During the deployment automation work (also implying configuration and functional testing steps), Queens showed himself to be strong, not overloaded with new features, without a crutch sticking out from everywhere, setting a high bar to his successor.

However, despite the fact that Queens is the seventeenth (!) Account release of OpenStack, the general trend has persisted for many years: “the unforeseen is not unforeseeable unforeseen intuition ”. This quote from the track Atlantida Project, in my opinion, best describes the whole range of sensations derived from interaction with the product. On the one hand, the deployment of standard services (Keystone, Glance, Swift, Cinder, Nova, Neutron, Horizon) with basic settings has been debugged for a long time and will not cause problems even for a novice engineer. On the other hand, when it comes to the introduction of relatively young services, the aforementioned “holiday” begins: understand how you want in meager documentation, get ready for days to look through the code and sit on a popular bug tracker.

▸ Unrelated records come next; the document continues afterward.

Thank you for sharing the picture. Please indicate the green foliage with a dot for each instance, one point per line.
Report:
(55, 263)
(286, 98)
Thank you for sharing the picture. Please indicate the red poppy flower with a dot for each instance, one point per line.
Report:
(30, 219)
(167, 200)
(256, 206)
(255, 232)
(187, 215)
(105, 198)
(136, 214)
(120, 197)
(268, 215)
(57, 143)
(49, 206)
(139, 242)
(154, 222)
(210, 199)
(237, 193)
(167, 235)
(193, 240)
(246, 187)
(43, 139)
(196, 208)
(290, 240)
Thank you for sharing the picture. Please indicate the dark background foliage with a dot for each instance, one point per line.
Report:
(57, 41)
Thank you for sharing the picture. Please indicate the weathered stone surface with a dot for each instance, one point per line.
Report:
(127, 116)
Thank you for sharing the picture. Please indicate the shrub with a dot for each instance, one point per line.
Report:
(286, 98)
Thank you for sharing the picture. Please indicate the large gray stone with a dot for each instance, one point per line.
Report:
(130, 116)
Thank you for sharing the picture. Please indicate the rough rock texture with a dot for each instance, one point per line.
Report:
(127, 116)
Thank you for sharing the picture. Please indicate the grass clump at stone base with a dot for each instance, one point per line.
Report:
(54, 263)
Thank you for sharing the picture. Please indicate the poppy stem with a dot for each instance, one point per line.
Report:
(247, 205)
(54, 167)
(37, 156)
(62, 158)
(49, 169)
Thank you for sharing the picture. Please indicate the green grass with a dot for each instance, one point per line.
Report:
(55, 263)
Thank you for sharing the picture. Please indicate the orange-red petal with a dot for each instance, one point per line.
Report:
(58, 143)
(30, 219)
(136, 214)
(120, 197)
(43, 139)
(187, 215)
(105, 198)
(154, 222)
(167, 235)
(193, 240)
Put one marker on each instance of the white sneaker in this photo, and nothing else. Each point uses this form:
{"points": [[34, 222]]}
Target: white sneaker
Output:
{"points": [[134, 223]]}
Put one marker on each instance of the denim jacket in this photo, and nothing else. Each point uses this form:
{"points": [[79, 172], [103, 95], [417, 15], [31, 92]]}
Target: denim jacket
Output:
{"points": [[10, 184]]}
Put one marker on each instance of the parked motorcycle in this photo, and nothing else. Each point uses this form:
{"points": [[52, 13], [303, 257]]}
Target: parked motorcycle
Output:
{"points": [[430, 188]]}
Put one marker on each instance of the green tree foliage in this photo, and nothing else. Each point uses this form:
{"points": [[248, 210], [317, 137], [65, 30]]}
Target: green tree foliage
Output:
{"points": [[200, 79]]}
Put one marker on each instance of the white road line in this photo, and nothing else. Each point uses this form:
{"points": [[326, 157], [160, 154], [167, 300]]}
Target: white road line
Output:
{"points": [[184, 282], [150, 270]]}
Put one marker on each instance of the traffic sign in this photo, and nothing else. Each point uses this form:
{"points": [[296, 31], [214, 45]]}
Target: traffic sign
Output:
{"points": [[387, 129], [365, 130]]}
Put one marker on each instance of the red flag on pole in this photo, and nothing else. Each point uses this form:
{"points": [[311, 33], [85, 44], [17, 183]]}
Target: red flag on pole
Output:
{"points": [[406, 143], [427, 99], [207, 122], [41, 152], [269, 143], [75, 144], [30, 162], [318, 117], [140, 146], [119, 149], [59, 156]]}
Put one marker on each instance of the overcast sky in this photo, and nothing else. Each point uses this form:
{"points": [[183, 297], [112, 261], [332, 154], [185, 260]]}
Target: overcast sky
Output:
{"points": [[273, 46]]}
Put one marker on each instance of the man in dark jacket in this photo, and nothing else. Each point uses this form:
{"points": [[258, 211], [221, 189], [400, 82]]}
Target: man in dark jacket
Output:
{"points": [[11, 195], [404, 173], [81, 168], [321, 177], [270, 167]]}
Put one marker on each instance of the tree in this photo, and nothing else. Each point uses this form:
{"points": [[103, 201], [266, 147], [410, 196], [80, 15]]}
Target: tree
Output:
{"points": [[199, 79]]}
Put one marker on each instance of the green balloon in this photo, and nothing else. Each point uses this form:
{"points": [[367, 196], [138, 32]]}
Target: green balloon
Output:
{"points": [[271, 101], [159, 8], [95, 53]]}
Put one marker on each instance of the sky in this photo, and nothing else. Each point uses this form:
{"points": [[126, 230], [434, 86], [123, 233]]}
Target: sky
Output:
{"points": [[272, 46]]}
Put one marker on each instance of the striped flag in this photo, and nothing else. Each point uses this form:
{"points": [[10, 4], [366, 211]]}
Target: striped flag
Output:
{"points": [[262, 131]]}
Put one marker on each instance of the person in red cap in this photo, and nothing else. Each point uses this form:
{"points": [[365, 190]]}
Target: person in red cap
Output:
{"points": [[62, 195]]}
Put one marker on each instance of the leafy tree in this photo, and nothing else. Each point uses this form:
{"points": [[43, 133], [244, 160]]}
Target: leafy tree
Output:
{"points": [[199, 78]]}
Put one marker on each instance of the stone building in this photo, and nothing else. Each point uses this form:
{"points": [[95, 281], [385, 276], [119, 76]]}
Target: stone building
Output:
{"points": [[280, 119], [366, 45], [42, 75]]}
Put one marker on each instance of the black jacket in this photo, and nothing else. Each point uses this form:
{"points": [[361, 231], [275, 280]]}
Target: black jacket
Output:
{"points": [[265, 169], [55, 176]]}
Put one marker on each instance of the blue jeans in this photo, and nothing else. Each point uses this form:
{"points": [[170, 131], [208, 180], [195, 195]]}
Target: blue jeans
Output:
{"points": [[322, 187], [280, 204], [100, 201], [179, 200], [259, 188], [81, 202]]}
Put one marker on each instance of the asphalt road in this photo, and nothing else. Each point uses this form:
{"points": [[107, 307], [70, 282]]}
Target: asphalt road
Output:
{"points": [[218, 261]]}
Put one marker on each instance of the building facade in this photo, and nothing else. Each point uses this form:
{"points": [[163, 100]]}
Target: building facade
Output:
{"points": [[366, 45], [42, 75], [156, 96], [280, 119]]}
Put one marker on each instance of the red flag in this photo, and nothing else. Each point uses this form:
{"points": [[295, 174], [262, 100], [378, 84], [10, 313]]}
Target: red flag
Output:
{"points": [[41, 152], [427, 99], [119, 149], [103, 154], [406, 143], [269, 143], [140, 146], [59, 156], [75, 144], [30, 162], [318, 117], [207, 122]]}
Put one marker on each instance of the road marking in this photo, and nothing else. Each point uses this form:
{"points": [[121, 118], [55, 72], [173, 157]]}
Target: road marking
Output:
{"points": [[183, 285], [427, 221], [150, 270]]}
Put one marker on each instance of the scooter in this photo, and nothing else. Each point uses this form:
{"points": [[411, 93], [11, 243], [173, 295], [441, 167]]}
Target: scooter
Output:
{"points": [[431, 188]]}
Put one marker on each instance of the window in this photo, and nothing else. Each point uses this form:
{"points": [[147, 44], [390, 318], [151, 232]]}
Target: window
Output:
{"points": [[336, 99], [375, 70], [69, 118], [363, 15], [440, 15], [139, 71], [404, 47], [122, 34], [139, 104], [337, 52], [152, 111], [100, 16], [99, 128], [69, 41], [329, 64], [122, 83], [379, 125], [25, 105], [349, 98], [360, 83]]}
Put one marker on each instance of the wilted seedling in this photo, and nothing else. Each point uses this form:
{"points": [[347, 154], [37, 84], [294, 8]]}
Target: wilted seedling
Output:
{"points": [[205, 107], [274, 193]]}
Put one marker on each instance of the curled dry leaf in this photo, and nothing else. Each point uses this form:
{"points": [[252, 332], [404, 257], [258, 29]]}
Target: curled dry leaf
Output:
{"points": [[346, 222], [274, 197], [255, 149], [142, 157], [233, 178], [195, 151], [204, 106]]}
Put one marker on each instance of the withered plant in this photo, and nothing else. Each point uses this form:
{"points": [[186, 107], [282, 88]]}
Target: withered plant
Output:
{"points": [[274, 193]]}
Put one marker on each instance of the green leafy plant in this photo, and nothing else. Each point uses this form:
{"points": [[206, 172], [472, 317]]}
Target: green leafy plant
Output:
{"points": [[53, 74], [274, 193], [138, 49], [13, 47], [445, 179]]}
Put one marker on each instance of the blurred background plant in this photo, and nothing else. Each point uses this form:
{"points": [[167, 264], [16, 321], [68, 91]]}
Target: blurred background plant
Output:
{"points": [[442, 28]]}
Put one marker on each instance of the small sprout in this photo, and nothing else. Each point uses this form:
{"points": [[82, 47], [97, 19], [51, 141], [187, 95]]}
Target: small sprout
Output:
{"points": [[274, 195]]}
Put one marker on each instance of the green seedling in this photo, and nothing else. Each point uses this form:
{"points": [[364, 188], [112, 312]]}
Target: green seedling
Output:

However, all this suffering is just the side effects of the Stockholm syndrome. But in reality, an open-class exercise shakes the brain faster than any logical game, develops useful skills in a geometric progression, keeps it in good shape and certainly does not let you get bored. OpenStack was resolutely not my love at first sight, bringing to a white-hot and faint faint, but definitely deserves a bit of love now. And if you are ready to touch your way through the blackness of the consoles almost to the touch, driven by the need to realize yourself (and make the open-source world a little better), then this may be your way.